Wie funktioniert eine Initiativbewerbung?

Initiativbewerbung. Einfach mal die Initiative ergreifen und Bewerbung losschicken. Auch ohne öffentlich ausgeschriebene Stelle kann eine Bewerbung erfolgreich sein. Das Zauberwort heißt Initiativbewerbung. Muster für die Bewerbung können hilfreich sein.

Unter einer Initiativbewerbung versteht man die unaufgeforderte Bewerbung bei einem potenziellen Arbeitgeber, ohne dass eine offizielles Stellenangebot ausgeschrieben ist. Eine Initiativbewerbung hat verschiedene Vorteile und zeugt vor allem von Motivation und Engagement.

Vorteile einer Initiativbewerbung

Eine Bewerbung, die sich nicht auf ein spezielles Stellenangebot bezieht, hat gewisse Vorteile. Es fängt bereits damit an, dass man nicht erst auf das passende Jobangebot warten und die Stellenanzeigen und Jobbörsen durchforsten muss, sondern sofort aktiv werden kann. Ein klarer Vorteil ist sicher auch die mangelnde Konkurrenz. Anders als bei ausgeschriebenen Stellen, wird eine Initiativbewerbung nicht mit einer Vielzahl von weiteren Bewerbungen verglichen.

Da ein solches Bewerbungsschreiben nicht speziell auf bestimmte Jobanforderungen formuliert wurde, sondern eher die eigenen Qualitäten in den Vordergrund rückt, landet die Bewerbungsmappe auch eher nicht so schnell im Papierkorb. Auch wenn derzeit kein neuer Mitarbeiter gesucht wird, kommt man vielleicht bei Gelegenheit wieder auf einen engagierten Bewerber zurück.

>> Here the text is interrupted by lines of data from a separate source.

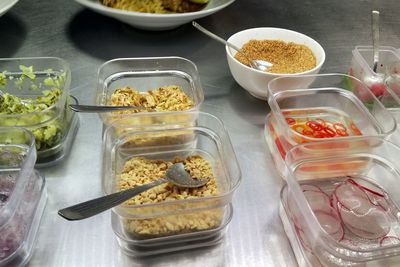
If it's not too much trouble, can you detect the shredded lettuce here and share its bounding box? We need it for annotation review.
[0,65,66,151]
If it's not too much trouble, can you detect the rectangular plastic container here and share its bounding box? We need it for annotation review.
[96,57,204,125]
[0,127,46,267]
[102,111,241,256]
[280,137,400,266]
[0,57,78,167]
[379,60,400,145]
[265,74,396,175]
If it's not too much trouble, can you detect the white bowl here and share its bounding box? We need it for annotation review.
[225,28,325,100]
[75,0,235,30]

In vielen Unternehmen werden freie Stellen oft erst intern ausgeschrieben, bevor sie öffentlich bekannt werden. Auch hier kann man mit einer unaufgeforderten Bewerbung Glück haben.

Initiativbewerbung Muster verwenden

Gerade weil die Bewerbung keine jobspezifischen Details enthalten muss, kann es helfen, eine Muster Initiativbewerbung anzulegen und bei Bedarf kleine Änderungen vorzunehmen. Die Struktur und Form entspricht auch hier der einer normalen Bewerbung. In eine Bewerbungsmappe gehört also auf jeden Fall ein Anschreiben, ein Lebenslauf, sowie Zeugnisse und Zertifikate und ähnliches. Lediglich bei der Formulierung des Bewerbungsanschreibens ist etwas anders. Folgende Punkte sollte deutlich herausgearbeitet werden:

Wer bin ich, was macht mich besonders?

  • In welchem Beruf und in welcher Position bin ich derzeit tätig?
  • Warum bewerbe ich mich gerade bei diesem Unternehmen?
  • Welche Position, welcher Bereich interessiert mich besonders?
  • Wonach suche ich konkret, welche Vorstellungen habe ich?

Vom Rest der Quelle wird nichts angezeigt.